O médico infectologista e pesquisador da Fundação Oswaldo Cruz (Fiocruz) Julio Croda explica que as doenças negligenciadas atingem a parcela mais pobre da população e, geralmente, se encontram no hemisfério Sul do planeta, onde a pobreza é determinante importante para essas doenças. Para elas, há pouco tratamento disponível e pouco interesse da indústria farmacêutica.

Segundo a médica infectologista Giovana Volpato Pazin Feuser, as principais características da hanseníase são surgimento de lesões na pele, geralmente avermelhadas, e alteração de sensibilidade.

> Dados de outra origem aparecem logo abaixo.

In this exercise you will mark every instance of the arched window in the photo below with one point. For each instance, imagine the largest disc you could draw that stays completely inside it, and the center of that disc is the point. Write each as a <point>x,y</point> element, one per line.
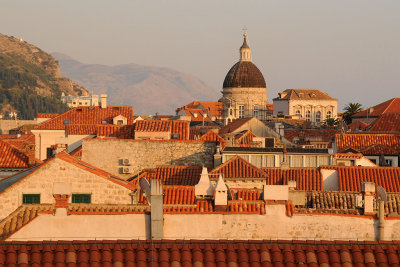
<point>308,115</point>
<point>318,116</point>
<point>328,115</point>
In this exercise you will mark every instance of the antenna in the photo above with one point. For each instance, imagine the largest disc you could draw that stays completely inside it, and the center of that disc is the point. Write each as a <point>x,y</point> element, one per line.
<point>381,193</point>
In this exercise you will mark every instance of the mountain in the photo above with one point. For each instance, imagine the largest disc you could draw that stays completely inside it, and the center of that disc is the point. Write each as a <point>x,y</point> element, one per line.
<point>30,80</point>
<point>148,89</point>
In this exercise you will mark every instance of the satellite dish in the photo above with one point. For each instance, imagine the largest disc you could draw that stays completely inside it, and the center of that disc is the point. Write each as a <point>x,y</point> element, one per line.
<point>145,187</point>
<point>381,193</point>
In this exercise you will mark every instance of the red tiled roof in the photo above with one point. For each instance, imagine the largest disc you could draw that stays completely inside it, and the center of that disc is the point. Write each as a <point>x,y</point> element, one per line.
<point>175,127</point>
<point>87,115</point>
<point>390,106</point>
<point>80,129</point>
<point>361,141</point>
<point>306,178</point>
<point>348,156</point>
<point>206,253</point>
<point>237,167</point>
<point>47,115</point>
<point>358,126</point>
<point>11,157</point>
<point>178,175</point>
<point>234,125</point>
<point>388,122</point>
<point>350,178</point>
<point>119,131</point>
<point>212,136</point>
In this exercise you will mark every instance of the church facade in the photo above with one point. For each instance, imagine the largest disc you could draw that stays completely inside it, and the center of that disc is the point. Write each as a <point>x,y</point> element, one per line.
<point>244,92</point>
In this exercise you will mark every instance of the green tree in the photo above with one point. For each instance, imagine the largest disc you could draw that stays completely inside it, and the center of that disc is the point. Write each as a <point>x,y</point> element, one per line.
<point>350,110</point>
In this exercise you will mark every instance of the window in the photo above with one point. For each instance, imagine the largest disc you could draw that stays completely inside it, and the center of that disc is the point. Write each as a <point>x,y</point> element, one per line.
<point>255,111</point>
<point>31,198</point>
<point>241,111</point>
<point>308,115</point>
<point>328,115</point>
<point>81,198</point>
<point>318,116</point>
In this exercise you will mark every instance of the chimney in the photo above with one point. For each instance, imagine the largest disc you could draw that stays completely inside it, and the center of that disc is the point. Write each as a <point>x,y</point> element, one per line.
<point>61,194</point>
<point>204,188</point>
<point>220,195</point>
<point>103,101</point>
<point>157,209</point>
<point>368,190</point>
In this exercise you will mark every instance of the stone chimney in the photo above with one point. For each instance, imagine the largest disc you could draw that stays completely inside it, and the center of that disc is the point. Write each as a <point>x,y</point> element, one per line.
<point>220,195</point>
<point>368,190</point>
<point>204,188</point>
<point>103,99</point>
<point>61,194</point>
<point>157,209</point>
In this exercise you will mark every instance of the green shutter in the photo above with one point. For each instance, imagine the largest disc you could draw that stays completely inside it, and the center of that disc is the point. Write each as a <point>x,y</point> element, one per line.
<point>31,198</point>
<point>81,198</point>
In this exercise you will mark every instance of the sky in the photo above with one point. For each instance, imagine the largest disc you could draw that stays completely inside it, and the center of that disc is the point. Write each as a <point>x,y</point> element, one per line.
<point>348,49</point>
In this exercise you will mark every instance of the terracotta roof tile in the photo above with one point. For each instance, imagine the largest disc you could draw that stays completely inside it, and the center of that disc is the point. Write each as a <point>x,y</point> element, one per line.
<point>306,178</point>
<point>237,167</point>
<point>87,115</point>
<point>390,106</point>
<point>388,122</point>
<point>233,126</point>
<point>362,141</point>
<point>199,253</point>
<point>350,178</point>
<point>118,131</point>
<point>212,136</point>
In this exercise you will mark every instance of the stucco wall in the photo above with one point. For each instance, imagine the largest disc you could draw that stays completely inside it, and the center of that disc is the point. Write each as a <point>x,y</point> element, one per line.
<point>274,225</point>
<point>41,182</point>
<point>85,227</point>
<point>144,154</point>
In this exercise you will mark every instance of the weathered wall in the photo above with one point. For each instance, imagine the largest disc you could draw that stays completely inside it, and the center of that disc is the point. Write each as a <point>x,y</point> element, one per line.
<point>274,225</point>
<point>85,227</point>
<point>144,154</point>
<point>7,125</point>
<point>41,182</point>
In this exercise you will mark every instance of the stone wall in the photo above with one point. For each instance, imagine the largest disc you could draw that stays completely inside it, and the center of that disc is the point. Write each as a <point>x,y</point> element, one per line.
<point>107,154</point>
<point>41,182</point>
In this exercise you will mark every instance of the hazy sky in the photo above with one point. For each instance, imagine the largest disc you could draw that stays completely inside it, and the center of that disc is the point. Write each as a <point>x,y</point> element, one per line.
<point>347,48</point>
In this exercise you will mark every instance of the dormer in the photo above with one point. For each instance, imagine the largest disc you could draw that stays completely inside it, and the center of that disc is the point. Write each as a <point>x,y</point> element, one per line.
<point>220,195</point>
<point>204,188</point>
<point>120,120</point>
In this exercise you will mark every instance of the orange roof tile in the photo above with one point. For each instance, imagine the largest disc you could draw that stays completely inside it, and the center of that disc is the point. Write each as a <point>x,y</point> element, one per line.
<point>11,157</point>
<point>119,131</point>
<point>362,141</point>
<point>390,106</point>
<point>306,178</point>
<point>212,136</point>
<point>87,115</point>
<point>350,178</point>
<point>178,175</point>
<point>388,122</point>
<point>237,167</point>
<point>234,125</point>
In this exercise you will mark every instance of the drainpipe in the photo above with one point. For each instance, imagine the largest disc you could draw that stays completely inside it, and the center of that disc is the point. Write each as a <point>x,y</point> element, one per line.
<point>381,216</point>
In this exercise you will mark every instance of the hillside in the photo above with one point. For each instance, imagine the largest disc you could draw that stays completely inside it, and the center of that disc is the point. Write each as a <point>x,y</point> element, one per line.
<point>30,80</point>
<point>148,89</point>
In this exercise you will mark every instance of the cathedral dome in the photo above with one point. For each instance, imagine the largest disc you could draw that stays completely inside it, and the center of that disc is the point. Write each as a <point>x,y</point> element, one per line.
<point>244,74</point>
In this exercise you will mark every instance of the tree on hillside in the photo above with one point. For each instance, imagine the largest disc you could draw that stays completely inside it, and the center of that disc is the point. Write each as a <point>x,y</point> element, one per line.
<point>350,110</point>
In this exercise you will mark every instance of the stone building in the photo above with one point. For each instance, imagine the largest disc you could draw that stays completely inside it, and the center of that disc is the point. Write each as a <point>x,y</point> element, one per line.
<point>244,92</point>
<point>310,104</point>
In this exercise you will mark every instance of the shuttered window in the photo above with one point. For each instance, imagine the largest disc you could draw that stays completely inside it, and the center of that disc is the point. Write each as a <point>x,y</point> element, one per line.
<point>81,198</point>
<point>31,198</point>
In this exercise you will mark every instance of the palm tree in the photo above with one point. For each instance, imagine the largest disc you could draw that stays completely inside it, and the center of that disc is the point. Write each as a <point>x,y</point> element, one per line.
<point>350,110</point>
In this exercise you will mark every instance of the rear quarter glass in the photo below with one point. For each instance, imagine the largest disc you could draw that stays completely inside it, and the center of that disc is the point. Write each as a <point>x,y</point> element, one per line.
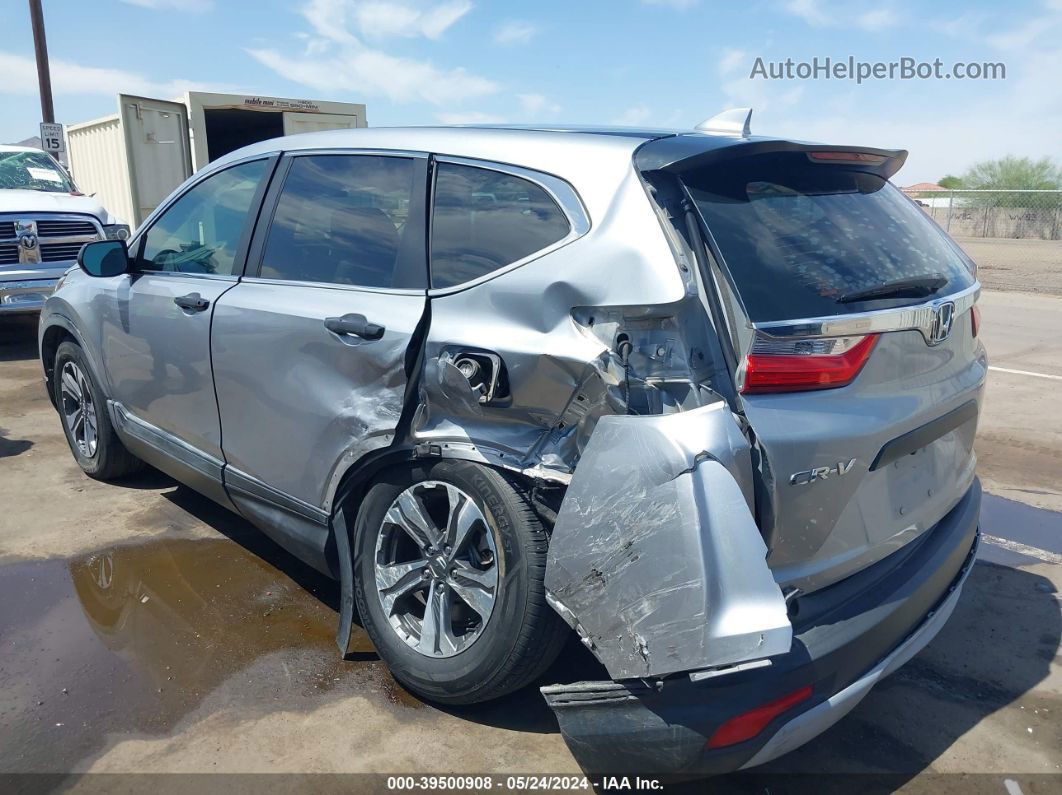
<point>795,236</point>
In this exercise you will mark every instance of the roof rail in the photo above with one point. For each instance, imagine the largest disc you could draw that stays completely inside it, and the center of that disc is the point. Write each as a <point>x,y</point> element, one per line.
<point>734,121</point>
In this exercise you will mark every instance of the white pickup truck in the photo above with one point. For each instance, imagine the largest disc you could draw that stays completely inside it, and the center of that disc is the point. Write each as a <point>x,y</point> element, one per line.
<point>44,222</point>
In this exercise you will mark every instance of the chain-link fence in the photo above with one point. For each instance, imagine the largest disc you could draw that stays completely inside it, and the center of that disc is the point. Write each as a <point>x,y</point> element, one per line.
<point>1021,214</point>
<point>1014,236</point>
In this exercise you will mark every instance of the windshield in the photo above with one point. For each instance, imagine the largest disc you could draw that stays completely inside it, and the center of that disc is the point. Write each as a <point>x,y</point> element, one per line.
<point>802,239</point>
<point>33,171</point>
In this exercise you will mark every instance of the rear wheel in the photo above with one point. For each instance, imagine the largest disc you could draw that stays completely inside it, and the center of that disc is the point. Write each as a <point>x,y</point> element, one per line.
<point>83,411</point>
<point>448,576</point>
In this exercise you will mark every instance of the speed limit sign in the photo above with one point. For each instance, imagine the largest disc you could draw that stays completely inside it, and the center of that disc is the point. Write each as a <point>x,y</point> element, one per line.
<point>51,138</point>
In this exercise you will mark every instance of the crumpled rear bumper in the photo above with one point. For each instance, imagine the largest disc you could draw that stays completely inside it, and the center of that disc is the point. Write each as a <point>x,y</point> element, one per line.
<point>846,638</point>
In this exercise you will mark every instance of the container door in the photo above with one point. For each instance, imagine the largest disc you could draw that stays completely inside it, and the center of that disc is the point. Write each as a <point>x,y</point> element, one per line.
<point>156,150</point>
<point>314,122</point>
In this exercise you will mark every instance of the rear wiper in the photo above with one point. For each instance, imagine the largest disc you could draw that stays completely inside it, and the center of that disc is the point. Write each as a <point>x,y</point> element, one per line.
<point>919,287</point>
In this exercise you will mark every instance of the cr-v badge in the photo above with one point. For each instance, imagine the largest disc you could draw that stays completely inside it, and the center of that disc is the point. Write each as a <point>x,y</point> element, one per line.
<point>821,473</point>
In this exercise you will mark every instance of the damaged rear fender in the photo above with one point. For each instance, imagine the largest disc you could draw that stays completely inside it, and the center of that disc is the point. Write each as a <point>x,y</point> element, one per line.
<point>655,558</point>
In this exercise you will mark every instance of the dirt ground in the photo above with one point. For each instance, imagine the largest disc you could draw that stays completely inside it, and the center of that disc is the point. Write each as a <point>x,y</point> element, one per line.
<point>1024,265</point>
<point>144,629</point>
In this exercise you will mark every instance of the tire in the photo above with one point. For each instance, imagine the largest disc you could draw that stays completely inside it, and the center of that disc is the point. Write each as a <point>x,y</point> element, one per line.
<point>521,635</point>
<point>103,456</point>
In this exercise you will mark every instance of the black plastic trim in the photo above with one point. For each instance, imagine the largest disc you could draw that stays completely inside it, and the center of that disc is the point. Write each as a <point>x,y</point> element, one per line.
<point>923,435</point>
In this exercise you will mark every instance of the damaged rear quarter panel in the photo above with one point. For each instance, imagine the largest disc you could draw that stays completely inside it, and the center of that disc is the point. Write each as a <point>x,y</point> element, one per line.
<point>655,557</point>
<point>561,377</point>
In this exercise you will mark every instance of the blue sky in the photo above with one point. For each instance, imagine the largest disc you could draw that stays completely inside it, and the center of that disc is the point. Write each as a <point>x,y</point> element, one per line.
<point>657,63</point>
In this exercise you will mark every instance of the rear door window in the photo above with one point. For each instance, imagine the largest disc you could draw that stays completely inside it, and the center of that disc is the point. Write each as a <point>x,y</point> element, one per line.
<point>341,220</point>
<point>484,220</point>
<point>807,240</point>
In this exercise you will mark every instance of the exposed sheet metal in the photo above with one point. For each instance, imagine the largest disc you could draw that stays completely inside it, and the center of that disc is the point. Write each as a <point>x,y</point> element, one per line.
<point>655,557</point>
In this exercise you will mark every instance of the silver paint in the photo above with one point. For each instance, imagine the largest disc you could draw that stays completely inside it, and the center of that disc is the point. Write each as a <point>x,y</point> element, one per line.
<point>655,552</point>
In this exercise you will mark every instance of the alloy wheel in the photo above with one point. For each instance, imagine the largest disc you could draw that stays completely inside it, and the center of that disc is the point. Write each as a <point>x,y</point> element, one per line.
<point>79,411</point>
<point>437,568</point>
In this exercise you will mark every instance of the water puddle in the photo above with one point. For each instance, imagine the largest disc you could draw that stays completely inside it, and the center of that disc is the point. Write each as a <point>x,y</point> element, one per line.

A primeira sensibilidade que as pessoas costumam perder é a térmica, ou seja, deixam de sentir calor e frio no local, e por último a sensibilidade tátil. Assim, a doença afeta a pele e os nervos periféricos, o que pode causar incapacidades e deformidades físicas.

Uma das dificuldades enfrentadas pelas pessoas que vivem com hanseníase é justamente o preconceito e o estigma. A transmissão se dá apenas de uma pessoa doente, sem tratamento, para outra, após contato próximo e prolongado. A doença tem cura, e o tratamento é disponibilizado pelo Sistema Único de Saúde (SUS).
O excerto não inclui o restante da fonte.